Arbuscular mycorrhizal symbionts in Botrychium (Ophioglossaceae)

Am J Bot. 2007 Jul;94(7):1248-55. doi: 10.3732/ajb.94.7.1248.

Abstract

Many plant species are characterized by a life cycle with a long-lived, subterranean phase that is completely dependent on mycorrhizal fungal symbionts for fixed carbon. This type of life cycle is both phylogenetically and ecologically widespread and is found in diverse vascular plant lineages from the tropics to subalpine meadows. Here we report on the molecular identities of the arbuscular mycorrhizal fungi associated with the autotrophic and underground mycoheterotrophic life cycle phases of the ferns Botrychium crenulatum and B. lanceolatum.
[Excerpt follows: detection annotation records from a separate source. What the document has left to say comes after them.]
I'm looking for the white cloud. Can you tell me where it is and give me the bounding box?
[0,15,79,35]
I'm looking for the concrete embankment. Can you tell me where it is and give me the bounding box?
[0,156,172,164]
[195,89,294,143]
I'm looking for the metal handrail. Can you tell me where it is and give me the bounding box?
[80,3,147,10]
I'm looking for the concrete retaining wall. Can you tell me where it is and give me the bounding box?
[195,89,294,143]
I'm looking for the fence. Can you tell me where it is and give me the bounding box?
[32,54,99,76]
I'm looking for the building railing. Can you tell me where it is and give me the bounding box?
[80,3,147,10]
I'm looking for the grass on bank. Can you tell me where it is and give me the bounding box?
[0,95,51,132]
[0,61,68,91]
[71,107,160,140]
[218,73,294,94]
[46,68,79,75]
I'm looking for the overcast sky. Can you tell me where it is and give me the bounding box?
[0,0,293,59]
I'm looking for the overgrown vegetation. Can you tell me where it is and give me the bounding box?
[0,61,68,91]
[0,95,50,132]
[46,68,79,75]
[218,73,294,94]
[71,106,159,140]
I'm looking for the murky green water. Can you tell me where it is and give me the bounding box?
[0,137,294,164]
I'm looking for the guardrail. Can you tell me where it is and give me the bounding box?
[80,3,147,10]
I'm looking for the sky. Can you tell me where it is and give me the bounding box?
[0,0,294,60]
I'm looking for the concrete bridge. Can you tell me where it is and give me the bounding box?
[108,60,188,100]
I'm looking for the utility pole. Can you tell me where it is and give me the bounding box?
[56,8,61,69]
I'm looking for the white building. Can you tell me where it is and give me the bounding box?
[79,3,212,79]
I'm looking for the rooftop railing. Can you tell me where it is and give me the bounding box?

We show that the Glomus taxa found in the mycoheterotrophic life cycle phases of B. crenulatum and B. lanceolatum are also found in conspecific and heterospecific photosynthetic neighboring plants. From our DNA sequence data, we infer carbon flow from photosynthetic plants to mycoheterotrophic plants through shared glomalean fungal networks. Finally, our phylogenetic analyses identify a major Glomus clade that forms associations with mycoheterotrophic life cycle stages of B. crenulatum and B. lanceolatum.